Short Bamboo Rodの製作依頼があり、作業を進めております。
今回は真竹を使用して、Short Rodでありながらもピンピンのアクションではなく、粘りのあるアクションを目指しています。
さて、Short Rodとはどの程度の長さを指すものかと言うのは人それぞれで、バンブーロッドの場合、7f以下をShort Rodと呼ぶ人もいれば、6’06”以下をShort Rodと呼ぶ人もいます。
今回は6’00”を予定していますので、Short Rodと呼んで問題ないでしょう。
製作依頼があったと言いましたが、その依頼者はまず最初にFairy Reelに興味を持ったようで、このFairy Reelに合うバンブーロッドを作製する予定があると伝えると、是非欲しいとの事でした。
折角なので、6’00”の2pcsと3pcsを作製しようと目論んでいます。
曲がり直し作業は案外集中力を要する作業なので、一気に作業を進めると苦痛を伴う作業になってしまいます。
2pcsと3pcsなので、計30本の曲がり直しが必要になりますが6本/日程度の作業に抑えることで、苦痛な作業にすることなく、丁寧に作業を進めることができます。

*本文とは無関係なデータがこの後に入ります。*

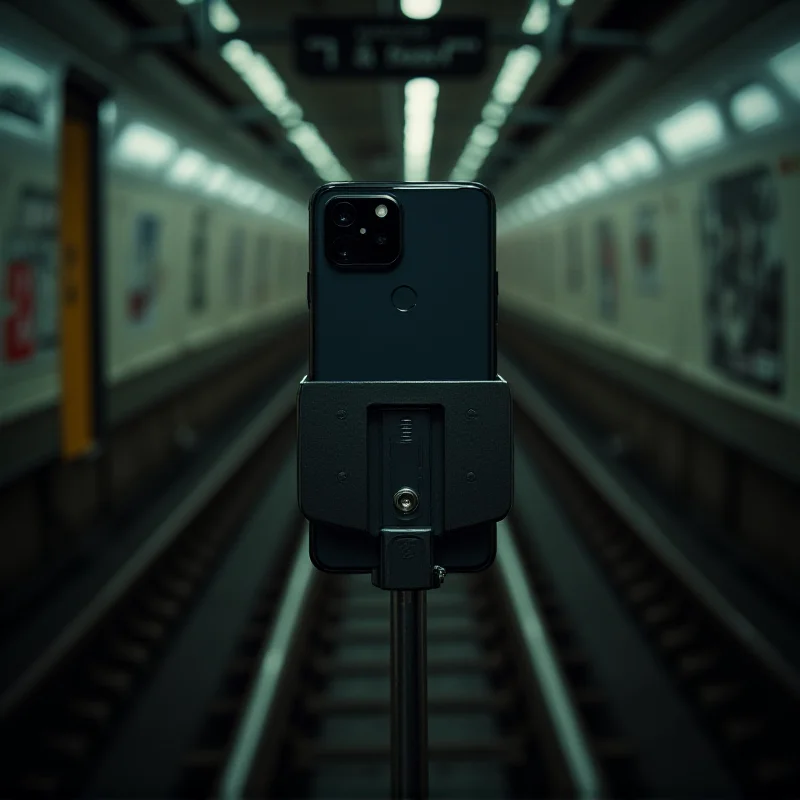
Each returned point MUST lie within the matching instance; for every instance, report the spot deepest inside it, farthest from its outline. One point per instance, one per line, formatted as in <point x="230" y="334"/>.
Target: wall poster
<point x="198" y="262"/>
<point x="262" y="269"/>
<point x="608" y="265"/>
<point x="647" y="267"/>
<point x="236" y="254"/>
<point x="29" y="280"/>
<point x="744" y="279"/>
<point x="573" y="247"/>
<point x="145" y="269"/>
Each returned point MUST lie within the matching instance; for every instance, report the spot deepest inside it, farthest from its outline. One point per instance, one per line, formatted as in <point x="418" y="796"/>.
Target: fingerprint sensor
<point x="404" y="298"/>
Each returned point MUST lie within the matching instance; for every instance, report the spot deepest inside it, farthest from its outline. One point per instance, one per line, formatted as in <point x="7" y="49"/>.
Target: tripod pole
<point x="409" y="693"/>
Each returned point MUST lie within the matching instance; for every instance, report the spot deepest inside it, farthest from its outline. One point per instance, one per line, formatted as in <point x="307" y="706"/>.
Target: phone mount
<point x="406" y="462"/>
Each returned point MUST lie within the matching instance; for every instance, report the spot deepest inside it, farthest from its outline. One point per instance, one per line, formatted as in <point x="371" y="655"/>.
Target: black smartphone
<point x="402" y="286"/>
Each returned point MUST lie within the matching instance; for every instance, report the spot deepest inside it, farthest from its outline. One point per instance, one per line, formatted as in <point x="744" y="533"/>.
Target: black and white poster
<point x="573" y="245"/>
<point x="646" y="257"/>
<point x="608" y="267"/>
<point x="744" y="305"/>
<point x="236" y="267"/>
<point x="262" y="269"/>
<point x="198" y="262"/>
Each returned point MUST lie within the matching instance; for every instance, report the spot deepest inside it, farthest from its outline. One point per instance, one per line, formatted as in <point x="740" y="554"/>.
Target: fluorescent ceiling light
<point x="616" y="167"/>
<point x="219" y="180"/>
<point x="786" y="66"/>
<point x="420" y="9"/>
<point x="641" y="156"/>
<point x="511" y="81"/>
<point x="222" y="16"/>
<point x="143" y="146"/>
<point x="189" y="168"/>
<point x="420" y="113"/>
<point x="515" y="73"/>
<point x="695" y="128"/>
<point x="754" y="106"/>
<point x="570" y="193"/>
<point x="592" y="177"/>
<point x="538" y="17"/>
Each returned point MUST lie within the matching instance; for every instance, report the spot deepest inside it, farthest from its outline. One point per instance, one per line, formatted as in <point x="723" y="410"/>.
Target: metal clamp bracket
<point x="405" y="461"/>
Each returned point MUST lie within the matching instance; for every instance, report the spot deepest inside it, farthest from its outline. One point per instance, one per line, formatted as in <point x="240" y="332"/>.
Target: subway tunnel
<point x="164" y="631"/>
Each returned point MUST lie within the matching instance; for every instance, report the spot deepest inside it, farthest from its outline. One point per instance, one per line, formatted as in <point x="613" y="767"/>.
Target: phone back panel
<point x="358" y="333"/>
<point x="447" y="260"/>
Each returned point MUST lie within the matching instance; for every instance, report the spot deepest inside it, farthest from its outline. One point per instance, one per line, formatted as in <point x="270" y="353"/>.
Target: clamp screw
<point x="406" y="500"/>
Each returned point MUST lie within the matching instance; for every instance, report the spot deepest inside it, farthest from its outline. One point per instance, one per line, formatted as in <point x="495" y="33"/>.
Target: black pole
<point x="409" y="740"/>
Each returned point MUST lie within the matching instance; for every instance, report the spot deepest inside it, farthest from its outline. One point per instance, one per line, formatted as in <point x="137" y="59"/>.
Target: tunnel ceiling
<point x="362" y="120"/>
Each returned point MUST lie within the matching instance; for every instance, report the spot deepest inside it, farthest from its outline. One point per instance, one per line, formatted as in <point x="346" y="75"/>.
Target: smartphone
<point x="402" y="286"/>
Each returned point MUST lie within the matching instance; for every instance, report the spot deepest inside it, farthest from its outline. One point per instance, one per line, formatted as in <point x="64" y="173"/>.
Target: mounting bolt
<point x="406" y="500"/>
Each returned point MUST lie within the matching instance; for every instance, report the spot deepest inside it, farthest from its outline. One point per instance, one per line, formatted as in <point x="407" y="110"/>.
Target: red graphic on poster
<point x="19" y="339"/>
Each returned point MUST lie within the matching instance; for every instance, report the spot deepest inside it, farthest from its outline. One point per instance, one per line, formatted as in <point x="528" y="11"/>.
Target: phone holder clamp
<point x="406" y="462"/>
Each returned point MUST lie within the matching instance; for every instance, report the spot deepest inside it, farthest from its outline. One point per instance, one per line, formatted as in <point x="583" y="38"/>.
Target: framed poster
<point x="198" y="262"/>
<point x="573" y="247"/>
<point x="29" y="280"/>
<point x="235" y="267"/>
<point x="144" y="270"/>
<point x="745" y="273"/>
<point x="262" y="269"/>
<point x="647" y="267"/>
<point x="608" y="268"/>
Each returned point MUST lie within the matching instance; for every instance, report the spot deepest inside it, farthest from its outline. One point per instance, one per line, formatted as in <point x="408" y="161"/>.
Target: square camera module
<point x="363" y="232"/>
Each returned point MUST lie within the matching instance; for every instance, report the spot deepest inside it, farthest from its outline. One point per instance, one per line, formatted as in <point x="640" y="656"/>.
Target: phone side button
<point x="496" y="297"/>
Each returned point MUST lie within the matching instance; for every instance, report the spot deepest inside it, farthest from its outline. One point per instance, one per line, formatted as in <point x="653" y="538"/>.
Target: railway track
<point x="513" y="709"/>
<point x="744" y="694"/>
<point x="60" y="712"/>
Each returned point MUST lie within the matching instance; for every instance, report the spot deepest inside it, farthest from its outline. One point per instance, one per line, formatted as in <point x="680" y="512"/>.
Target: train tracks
<point x="519" y="702"/>
<point x="59" y="713"/>
<point x="744" y="694"/>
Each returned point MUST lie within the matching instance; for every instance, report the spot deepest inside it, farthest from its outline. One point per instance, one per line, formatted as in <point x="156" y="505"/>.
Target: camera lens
<point x="344" y="214"/>
<point x="343" y="247"/>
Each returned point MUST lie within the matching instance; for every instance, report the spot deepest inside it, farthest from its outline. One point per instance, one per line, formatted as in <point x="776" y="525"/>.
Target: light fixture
<point x="420" y="9"/>
<point x="695" y="128"/>
<point x="222" y="16"/>
<point x="754" y="107"/>
<point x="420" y="113"/>
<point x="641" y="156"/>
<point x="219" y="180"/>
<point x="511" y="81"/>
<point x="538" y="17"/>
<point x="786" y="67"/>
<point x="592" y="178"/>
<point x="189" y="168"/>
<point x="143" y="146"/>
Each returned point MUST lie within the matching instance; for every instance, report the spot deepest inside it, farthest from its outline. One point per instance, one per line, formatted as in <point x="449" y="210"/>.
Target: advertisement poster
<point x="646" y="265"/>
<point x="573" y="247"/>
<point x="198" y="262"/>
<point x="145" y="269"/>
<point x="236" y="267"/>
<point x="29" y="281"/>
<point x="744" y="279"/>
<point x="608" y="262"/>
<point x="262" y="269"/>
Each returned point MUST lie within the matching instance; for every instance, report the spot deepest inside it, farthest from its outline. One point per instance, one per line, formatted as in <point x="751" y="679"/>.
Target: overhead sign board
<point x="374" y="47"/>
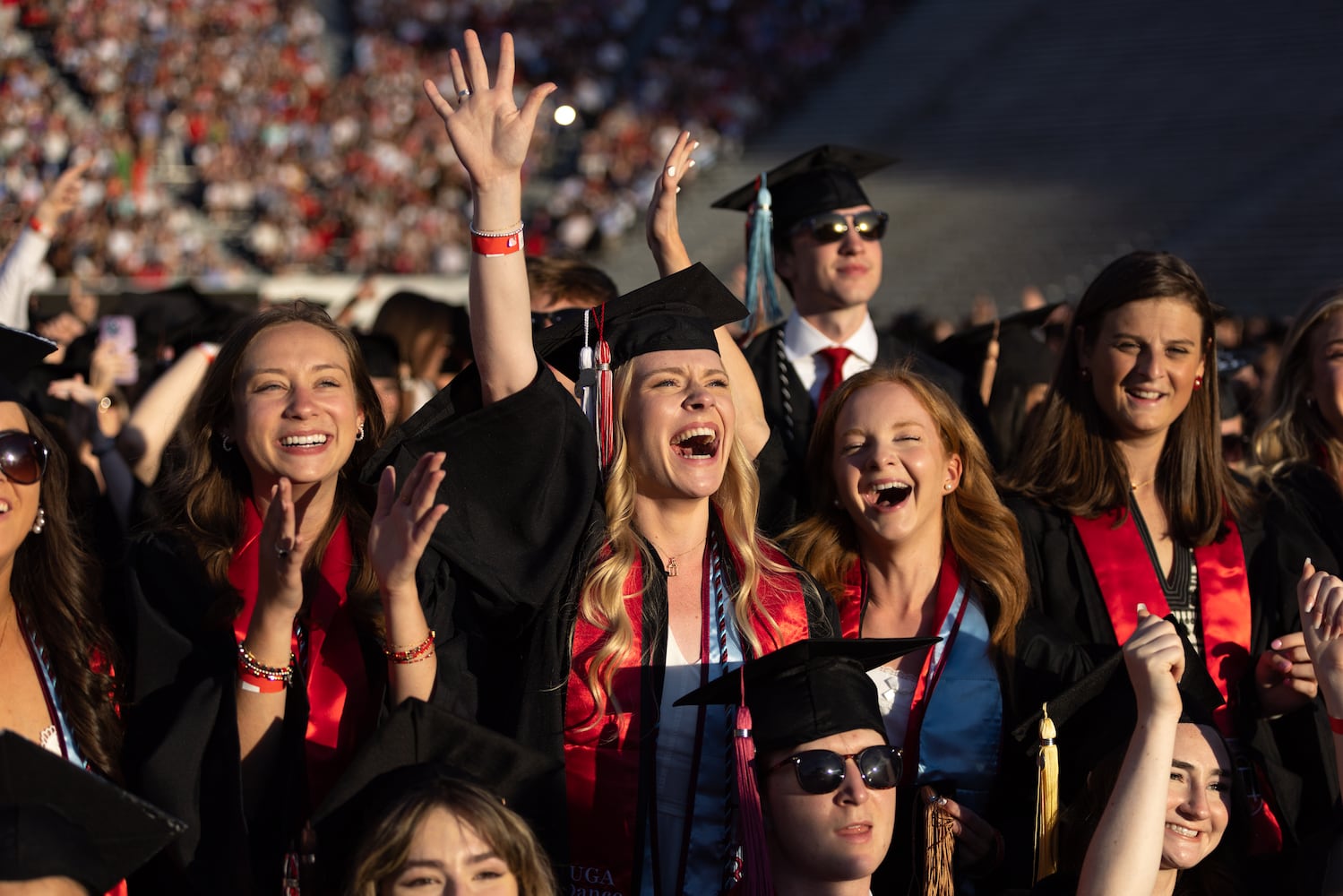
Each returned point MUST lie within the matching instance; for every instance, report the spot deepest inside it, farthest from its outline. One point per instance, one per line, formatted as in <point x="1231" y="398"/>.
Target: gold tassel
<point x="1046" y="799"/>
<point x="939" y="847"/>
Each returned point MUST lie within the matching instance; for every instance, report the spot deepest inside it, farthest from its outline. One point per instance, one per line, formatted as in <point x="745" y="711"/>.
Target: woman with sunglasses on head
<point x="600" y="602"/>
<point x="1123" y="498"/>
<point x="56" y="654"/>
<point x="276" y="616"/>
<point x="912" y="540"/>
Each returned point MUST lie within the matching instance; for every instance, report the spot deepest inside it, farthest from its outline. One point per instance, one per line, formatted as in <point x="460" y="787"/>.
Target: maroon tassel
<point x="755" y="853"/>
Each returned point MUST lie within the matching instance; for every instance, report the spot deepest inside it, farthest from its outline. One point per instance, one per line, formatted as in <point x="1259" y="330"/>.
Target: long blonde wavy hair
<point x="981" y="530"/>
<point x="1295" y="433"/>
<point x="603" y="598"/>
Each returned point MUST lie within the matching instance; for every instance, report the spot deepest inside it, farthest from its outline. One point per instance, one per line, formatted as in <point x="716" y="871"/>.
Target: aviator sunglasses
<point x="821" y="771"/>
<point x="23" y="458"/>
<point x="831" y="226"/>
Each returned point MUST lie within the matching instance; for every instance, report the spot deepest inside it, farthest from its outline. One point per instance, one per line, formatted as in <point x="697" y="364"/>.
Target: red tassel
<point x="755" y="853"/>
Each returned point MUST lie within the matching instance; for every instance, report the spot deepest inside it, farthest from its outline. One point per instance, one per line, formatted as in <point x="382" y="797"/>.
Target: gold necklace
<point x="670" y="565"/>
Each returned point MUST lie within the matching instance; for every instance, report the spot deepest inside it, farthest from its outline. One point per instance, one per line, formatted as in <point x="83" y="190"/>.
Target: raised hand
<point x="487" y="131"/>
<point x="661" y="226"/>
<point x="1321" y="600"/>
<point x="1155" y="659"/>
<point x="403" y="524"/>
<point x="280" y="578"/>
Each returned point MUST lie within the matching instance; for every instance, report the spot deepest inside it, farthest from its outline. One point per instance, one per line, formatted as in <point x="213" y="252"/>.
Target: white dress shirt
<point x="802" y="341"/>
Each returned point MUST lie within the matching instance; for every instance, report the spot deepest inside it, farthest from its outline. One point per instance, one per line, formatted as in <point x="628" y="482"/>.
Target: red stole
<point x="949" y="613"/>
<point x="602" y="751"/>
<point x="1125" y="576"/>
<point x="340" y="707"/>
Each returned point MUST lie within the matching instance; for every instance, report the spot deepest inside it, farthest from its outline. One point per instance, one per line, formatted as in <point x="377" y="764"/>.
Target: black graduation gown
<point x="785" y="492"/>
<point x="1303" y="517"/>
<point x="182" y="728"/>
<point x="524" y="522"/>
<point x="1066" y="632"/>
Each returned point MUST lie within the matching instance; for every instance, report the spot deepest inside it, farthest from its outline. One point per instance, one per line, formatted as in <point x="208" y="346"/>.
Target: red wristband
<point x="493" y="246"/>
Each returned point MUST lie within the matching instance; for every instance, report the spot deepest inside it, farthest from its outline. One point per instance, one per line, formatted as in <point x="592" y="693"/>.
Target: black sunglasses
<point x="23" y="458"/>
<point x="556" y="317"/>
<point x="821" y="771"/>
<point x="831" y="226"/>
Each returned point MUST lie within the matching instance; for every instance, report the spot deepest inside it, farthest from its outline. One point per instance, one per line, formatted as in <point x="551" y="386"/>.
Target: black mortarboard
<point x="58" y="820"/>
<point x="21" y="351"/>
<point x="1098" y="715"/>
<point x="809" y="689"/>
<point x="676" y="312"/>
<point x="415" y="745"/>
<point x="815" y="182"/>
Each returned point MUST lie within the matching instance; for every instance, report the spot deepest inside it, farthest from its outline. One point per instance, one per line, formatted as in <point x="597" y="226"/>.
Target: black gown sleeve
<point x="520" y="487"/>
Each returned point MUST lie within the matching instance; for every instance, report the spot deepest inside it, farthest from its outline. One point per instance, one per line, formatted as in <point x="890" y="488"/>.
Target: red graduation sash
<point x="340" y="707"/>
<point x="602" y="750"/>
<point x="949" y="613"/>
<point x="1125" y="575"/>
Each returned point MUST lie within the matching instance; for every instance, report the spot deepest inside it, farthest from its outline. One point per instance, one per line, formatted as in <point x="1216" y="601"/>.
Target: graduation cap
<point x="1022" y="355"/>
<point x="1089" y="720"/>
<point x="415" y="747"/>
<point x="58" y="820"/>
<point x="675" y="314"/>
<point x="818" y="180"/>
<point x="806" y="691"/>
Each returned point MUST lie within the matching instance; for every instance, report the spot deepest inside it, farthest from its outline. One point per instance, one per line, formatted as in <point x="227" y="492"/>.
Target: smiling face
<point x="678" y="424"/>
<point x="839" y="836"/>
<point x="1143" y="363"/>
<point x="18" y="503"/>
<point x="446" y="856"/>
<point x="1326" y="384"/>
<point x="1198" y="804"/>
<point x="825" y="277"/>
<point x="296" y="411"/>
<point x="891" y="468"/>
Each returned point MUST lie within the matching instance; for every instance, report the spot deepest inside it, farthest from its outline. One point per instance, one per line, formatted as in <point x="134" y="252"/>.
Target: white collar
<point x="804" y="340"/>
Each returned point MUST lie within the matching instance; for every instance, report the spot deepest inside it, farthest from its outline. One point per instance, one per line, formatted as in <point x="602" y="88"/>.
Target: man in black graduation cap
<point x="828" y="252"/>
<point x="826" y="772"/>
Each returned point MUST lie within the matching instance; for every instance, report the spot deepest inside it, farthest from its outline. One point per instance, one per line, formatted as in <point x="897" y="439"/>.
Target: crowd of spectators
<point x="306" y="151"/>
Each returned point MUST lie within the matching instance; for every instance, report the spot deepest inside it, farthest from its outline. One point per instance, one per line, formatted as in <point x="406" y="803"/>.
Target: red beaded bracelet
<point x="423" y="650"/>
<point x="493" y="245"/>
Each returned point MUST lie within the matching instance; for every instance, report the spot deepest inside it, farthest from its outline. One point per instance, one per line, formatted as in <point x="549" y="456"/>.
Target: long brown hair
<point x="1295" y="433"/>
<point x="56" y="591"/>
<point x="385" y="849"/>
<point x="203" y="500"/>
<point x="1073" y="462"/>
<point x="981" y="530"/>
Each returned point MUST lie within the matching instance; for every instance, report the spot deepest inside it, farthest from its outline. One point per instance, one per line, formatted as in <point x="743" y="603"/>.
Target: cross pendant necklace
<point x="670" y="567"/>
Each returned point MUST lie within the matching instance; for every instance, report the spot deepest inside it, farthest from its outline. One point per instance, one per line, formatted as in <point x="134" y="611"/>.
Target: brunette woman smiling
<point x="274" y="614"/>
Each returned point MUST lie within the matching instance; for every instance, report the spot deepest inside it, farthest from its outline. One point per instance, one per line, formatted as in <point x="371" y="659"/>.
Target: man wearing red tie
<point x="828" y="252"/>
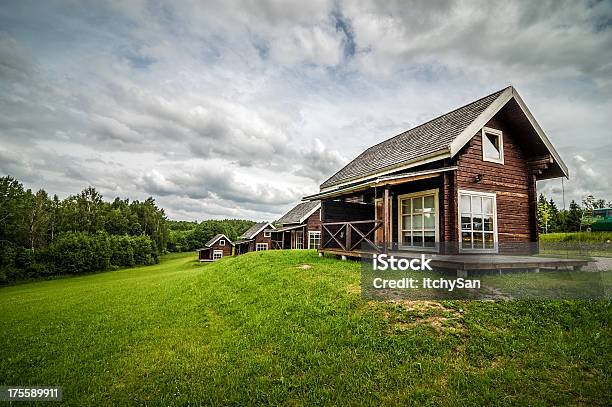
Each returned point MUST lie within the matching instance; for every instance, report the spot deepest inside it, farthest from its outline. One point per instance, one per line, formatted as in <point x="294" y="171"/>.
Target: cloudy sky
<point x="237" y="109"/>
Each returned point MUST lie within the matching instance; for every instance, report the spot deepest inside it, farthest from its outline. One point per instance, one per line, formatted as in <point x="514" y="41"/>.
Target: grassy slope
<point x="257" y="329"/>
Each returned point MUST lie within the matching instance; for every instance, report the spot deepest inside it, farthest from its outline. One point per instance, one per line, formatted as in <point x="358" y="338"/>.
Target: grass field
<point x="263" y="328"/>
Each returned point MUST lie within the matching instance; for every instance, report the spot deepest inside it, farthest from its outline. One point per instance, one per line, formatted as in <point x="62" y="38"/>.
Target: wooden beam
<point x="386" y="233"/>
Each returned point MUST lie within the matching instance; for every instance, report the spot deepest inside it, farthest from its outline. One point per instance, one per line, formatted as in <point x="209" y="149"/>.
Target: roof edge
<point x="313" y="210"/>
<point x="262" y="228"/>
<point x="219" y="237"/>
<point x="426" y="159"/>
<point x="508" y="94"/>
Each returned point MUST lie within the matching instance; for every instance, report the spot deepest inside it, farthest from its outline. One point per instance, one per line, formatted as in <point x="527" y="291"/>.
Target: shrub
<point x="80" y="252"/>
<point x="587" y="237"/>
<point x="122" y="251"/>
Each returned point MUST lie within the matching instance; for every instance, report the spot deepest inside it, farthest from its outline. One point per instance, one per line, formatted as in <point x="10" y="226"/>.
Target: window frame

バンブーロッドの加工プロセスでは、六角形のブランクスを作製するまでのプロセスとラッピング以降のプロセスとでは大きく加工の雰囲気が異なり、六角形のブランクスを作製するまでのプロセスは「動」で、ラッピング以降のプロセスは「静」と言えるのかもしれません。
竹割り⇒曲がり直し⇒荒削り⇒火入れ⇒スクレッピング⇒仕上げ削り⇒仕上げ削り⇒接着
「動」のプロセスは大きく分けると上記のようになりますが、ここまでの作業プロセスは最後の接着プロセス以外は途中の作業結果がロッドに現れることがありません。
極端な言い方をすれば、どのようなプロセスを経たとしても最後の接着が上手くいけばそれなりのロッドの見えてしまう訳です。
また、ロッドアクションを決定づけるテーパーについては過去のビルダーが残したテーパーを参照すればそれなりのアクションを作り出すことができるのです。
道具さえそろっていれば誰でも比較的簡単にバンブーロッドを作製することは可能です。
なのですが、その誰かのテーパー通りに作製したロッドのアクションをもっと自分好みにするにはどの部分のテーパーをどの程度調整すれば良いかと言う数値をフィードバックするようにいなるにはそれなりの本数を作製してデータを蓄積していかなければなりません。
バンブーロッドビルディングをパワーゲームと勘違いしている人は、ミリングマシーンを導入して、テーパーソフトを購入してそれらしいロッドを作っているようですが、レシピの蓄積は一朝一夕ではできないのです。
「動」のプロセスの見えない部分の作業が実は非常に大切で、「次工程はお客様」と言う意識を持って作業を行うようにしています。
竹割り⇒曲がり直し⇒荒削り⇒火入れ⇒スクレッピング⇒仕上げ削り⇒仕上げ削り⇒接着
ここまでの工程で8工程あります。
各工程の歩留まりと言うか満足度を各工程で95%だとすると66%の満足度のブランクスになってしまうのです。
プロセスが多い分だけ各プロセスをしっかりと加工する必要が非常にい大事なのです。
更に「静」のプロセスに関しては、作業内容がバンブーロッドの表面に作業結果として明確に表れてきます。
ロッドを見ただけでビルダーの性格が見て取れると思います。
ビルディングを続けてくると各プロセスに作業を短時間でこなせると思われるようですが、熟練するにつれて今まで気づかない部分まで目が行って、細部まで気になってしまい結果として作業時間が短時間化されることはなく、更なる職人への道へと足を踏み入れるようになっているようです。
私の尊敬するビルダーさんの作品はため息が出るほどです。
まだまだ私は全然追いつけないのですが、低いハードルを簡単に超えていくようなビルダーにはなりたくありません。
1999年から時間は経過しておりますが、まだまだ毎日習得することがたくさんあり、色んな事を多くの引き出しに蓄えながら技術力を高めていきたいと思います。
本日無事に接着完了してこのブログを書いております。